Следующий за ним тенью Ширинкин со всей любезностью поблагодарил за оказанное гостеприимство.
– Знаете ли, мы совершенно тайно и… м-м-м… налегке… э-э-э… покидали Соловки. Личных вещей взято было совсем… хм-м… чтобы не привлекать внимания…
Появившийся следом из своей каюты Дубасов, с военной прямотой, не медля, заявил о том, что «неплохо бы перекусить».
Не обошлось без маленького курьёза, о чём шепнул занимавшийся бытом гостей старпом. Ширинкин, либо неправильно поняв, либо перепутав, умудрился напшикаться туалетным освежителем воздуха. Для него это запах лимона из замысловатой штуки, а искушённым местным – подчёркнуто туалетный, приевшийся ароматизатор. Вот он и «благоухал».
Капитан незаметно показал всем «своим» кулак, чтоб не вздумали ухмыляться. Потом, улучив момент, подчеркнул:
– И поправлять его уже не надо. Уедет дня через три, и все дела. А так оконфузим.
Разместились на обед в малом конференц-зале.
Капитан не сел как обычно во главе, а приказал подать и разместить равноправно – типа глаза в глаза. По-переговорному. Хозяева с одной стороны длинного стола, гости с другой.
Теперь случилось и обратить внимание – все усато-бородатые (верней прибородистые) дядьки, усевшись, степенно перекрестились, лишь для проформы пошлёпав губами – типа молитва.

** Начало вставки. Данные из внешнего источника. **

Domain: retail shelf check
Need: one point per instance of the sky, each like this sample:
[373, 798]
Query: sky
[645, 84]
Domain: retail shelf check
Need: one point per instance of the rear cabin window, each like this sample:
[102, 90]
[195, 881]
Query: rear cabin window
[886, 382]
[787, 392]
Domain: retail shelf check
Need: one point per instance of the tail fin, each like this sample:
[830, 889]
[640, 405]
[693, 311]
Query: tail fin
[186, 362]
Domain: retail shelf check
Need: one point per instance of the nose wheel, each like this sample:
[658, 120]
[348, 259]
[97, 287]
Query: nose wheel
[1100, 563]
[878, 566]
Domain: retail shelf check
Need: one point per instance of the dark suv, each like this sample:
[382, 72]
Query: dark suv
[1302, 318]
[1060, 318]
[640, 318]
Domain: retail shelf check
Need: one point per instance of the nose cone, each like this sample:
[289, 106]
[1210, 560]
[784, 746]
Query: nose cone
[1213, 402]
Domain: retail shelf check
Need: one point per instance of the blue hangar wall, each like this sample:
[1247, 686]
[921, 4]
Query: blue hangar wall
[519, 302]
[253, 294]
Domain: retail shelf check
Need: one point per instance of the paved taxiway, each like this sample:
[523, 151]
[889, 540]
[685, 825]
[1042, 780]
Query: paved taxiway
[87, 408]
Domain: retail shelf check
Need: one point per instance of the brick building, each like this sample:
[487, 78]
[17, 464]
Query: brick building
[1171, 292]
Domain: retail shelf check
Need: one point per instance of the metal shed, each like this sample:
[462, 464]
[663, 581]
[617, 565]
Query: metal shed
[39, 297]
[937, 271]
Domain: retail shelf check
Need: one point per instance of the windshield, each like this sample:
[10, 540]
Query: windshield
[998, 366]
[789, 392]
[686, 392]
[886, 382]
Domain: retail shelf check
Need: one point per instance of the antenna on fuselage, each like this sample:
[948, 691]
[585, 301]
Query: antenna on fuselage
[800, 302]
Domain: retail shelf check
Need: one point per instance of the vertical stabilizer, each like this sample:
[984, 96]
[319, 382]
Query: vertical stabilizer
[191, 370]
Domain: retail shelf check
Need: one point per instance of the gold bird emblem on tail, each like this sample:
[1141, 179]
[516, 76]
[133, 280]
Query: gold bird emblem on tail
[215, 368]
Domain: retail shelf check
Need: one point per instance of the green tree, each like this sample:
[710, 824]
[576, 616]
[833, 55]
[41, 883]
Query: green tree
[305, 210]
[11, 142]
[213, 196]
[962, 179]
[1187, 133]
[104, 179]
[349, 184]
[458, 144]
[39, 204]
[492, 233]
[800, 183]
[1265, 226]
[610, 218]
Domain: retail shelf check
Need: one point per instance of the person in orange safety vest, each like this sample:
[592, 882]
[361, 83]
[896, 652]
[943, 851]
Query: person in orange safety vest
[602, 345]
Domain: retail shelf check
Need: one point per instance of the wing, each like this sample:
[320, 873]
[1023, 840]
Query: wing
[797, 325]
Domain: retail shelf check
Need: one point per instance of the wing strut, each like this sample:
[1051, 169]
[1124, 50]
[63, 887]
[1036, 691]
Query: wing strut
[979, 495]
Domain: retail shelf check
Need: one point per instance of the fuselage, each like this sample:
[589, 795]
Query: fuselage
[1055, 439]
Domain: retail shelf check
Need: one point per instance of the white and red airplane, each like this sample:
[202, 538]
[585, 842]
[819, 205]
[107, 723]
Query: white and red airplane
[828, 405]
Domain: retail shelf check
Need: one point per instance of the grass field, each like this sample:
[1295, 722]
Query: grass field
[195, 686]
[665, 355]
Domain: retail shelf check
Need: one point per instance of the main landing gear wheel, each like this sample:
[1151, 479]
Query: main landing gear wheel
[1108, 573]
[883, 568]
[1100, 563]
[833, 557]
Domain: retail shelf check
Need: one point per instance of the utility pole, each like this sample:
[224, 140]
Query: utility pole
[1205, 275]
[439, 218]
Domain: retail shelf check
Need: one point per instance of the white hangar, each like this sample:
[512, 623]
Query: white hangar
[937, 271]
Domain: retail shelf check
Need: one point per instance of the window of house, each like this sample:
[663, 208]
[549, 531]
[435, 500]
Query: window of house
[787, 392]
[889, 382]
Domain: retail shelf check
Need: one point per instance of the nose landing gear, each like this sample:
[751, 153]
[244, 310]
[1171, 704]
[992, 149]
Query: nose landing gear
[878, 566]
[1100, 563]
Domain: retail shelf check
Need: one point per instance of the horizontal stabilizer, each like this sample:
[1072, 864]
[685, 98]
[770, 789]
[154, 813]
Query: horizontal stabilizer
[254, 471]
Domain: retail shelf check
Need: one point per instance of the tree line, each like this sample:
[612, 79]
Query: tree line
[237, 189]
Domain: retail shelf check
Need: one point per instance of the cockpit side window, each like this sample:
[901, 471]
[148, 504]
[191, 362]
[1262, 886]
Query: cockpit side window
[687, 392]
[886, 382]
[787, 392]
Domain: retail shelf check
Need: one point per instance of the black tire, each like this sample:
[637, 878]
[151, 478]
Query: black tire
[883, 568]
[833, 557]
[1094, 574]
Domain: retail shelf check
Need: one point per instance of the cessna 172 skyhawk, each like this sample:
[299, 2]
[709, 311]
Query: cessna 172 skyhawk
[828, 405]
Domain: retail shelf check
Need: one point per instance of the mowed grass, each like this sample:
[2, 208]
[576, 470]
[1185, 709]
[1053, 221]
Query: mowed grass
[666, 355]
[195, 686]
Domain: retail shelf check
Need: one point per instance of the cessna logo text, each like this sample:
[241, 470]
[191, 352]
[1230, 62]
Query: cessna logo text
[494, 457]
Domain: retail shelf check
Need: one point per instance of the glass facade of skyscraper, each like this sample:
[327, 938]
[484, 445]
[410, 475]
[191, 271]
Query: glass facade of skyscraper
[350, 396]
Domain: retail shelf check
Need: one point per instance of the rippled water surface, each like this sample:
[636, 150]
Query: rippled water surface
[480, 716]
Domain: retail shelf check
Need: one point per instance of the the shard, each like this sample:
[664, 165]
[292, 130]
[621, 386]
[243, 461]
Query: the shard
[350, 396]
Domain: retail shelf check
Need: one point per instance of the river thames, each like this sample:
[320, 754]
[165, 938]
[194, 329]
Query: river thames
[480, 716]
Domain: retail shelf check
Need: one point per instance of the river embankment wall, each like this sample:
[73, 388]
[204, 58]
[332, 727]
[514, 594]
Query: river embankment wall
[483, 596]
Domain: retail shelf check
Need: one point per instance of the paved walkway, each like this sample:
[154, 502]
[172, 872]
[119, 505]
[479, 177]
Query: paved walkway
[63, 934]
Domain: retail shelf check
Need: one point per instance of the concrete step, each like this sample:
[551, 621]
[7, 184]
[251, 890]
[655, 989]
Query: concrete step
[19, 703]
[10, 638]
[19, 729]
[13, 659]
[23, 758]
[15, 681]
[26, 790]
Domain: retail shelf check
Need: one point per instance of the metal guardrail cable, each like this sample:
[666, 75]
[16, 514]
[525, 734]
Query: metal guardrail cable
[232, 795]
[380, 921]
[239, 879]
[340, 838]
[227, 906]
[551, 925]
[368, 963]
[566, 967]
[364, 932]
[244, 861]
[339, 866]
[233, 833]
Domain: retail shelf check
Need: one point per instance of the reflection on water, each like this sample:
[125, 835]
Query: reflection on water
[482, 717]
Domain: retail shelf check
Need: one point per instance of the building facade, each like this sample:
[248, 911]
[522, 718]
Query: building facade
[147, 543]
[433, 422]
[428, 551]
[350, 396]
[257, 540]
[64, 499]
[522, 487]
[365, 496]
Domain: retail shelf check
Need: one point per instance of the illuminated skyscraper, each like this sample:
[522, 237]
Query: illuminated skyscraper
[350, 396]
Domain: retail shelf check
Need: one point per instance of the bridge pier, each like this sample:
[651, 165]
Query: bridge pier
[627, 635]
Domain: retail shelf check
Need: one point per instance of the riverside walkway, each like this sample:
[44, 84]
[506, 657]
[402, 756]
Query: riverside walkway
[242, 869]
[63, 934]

Всем гостям, кроме самодержца – за пятьдесят. Пожалуй, самый… неприступный (именно это слово быстрей пришло на ум), самый неприступный, как броненосец – это Рожественский. Лицо немного одутловатое, но весь такой – благородная осанка и всё, что этому сопутствует.
Дубасов чуть улыбается из-под своих кайзеровских усов, как кот на мышей – у него фора, он тут уже был, освоился. Ширинкин, как и Дубасов – без бороды, но с небольшими усами. С виду добродушный, в меру полноватый, глаза с хитринкой, но ни на ком не задерживаются – смотрит за всеми сразу. Сказано – начальник охраны. Его фельдфебели остались за дверью – эдакие… здоровенные крепкие усачи.
Волков тоже хотел пару своих крепышей включить в караул, но капитан не одобрил.
– Не хрен тут яйцами меряться. Нам на своём судне остерегаться нечего.
Сам Романов посвежел, сошли мешки под глазами, усы расправил, привёл в порядок свою пролезшую местами щетину (во время перехода на «Скуратове» так качало, что никто не рискнул подбриваться опасной бритвой). И восседал, ненавязчиво разглядывая интерьер, совершенно одобрительно щурясь на герб России, висящий на стене.
Оказывается, мелькнувшей буквально минуты на три медички с таблетками он не забыл. Напрямую о ней не стал интересоваться, лишь сторонне заметил:
– У вас на борту есть и женщины…
«Каков хитрец», – догадался Черто́в, отвечая.
Романов сделал какие-то свои умозаключения и посочувствовал:
– Наверное, у вас там остались жёны… Тяжело?
– Лично я не женат.
– Как же так? Вы уходите в море… приятно, когда ждут на берегу.
– В море. Во льды. Бывает и на полгода. И зачем мне это: волноваться, чтобы с ней ничего не случилось, или переживать, что это случится с её согласия.
Его величество припух, обдумывая.
А в целом от обеда Черто́в ничего не ждал, в смысле серьёзных разговоров.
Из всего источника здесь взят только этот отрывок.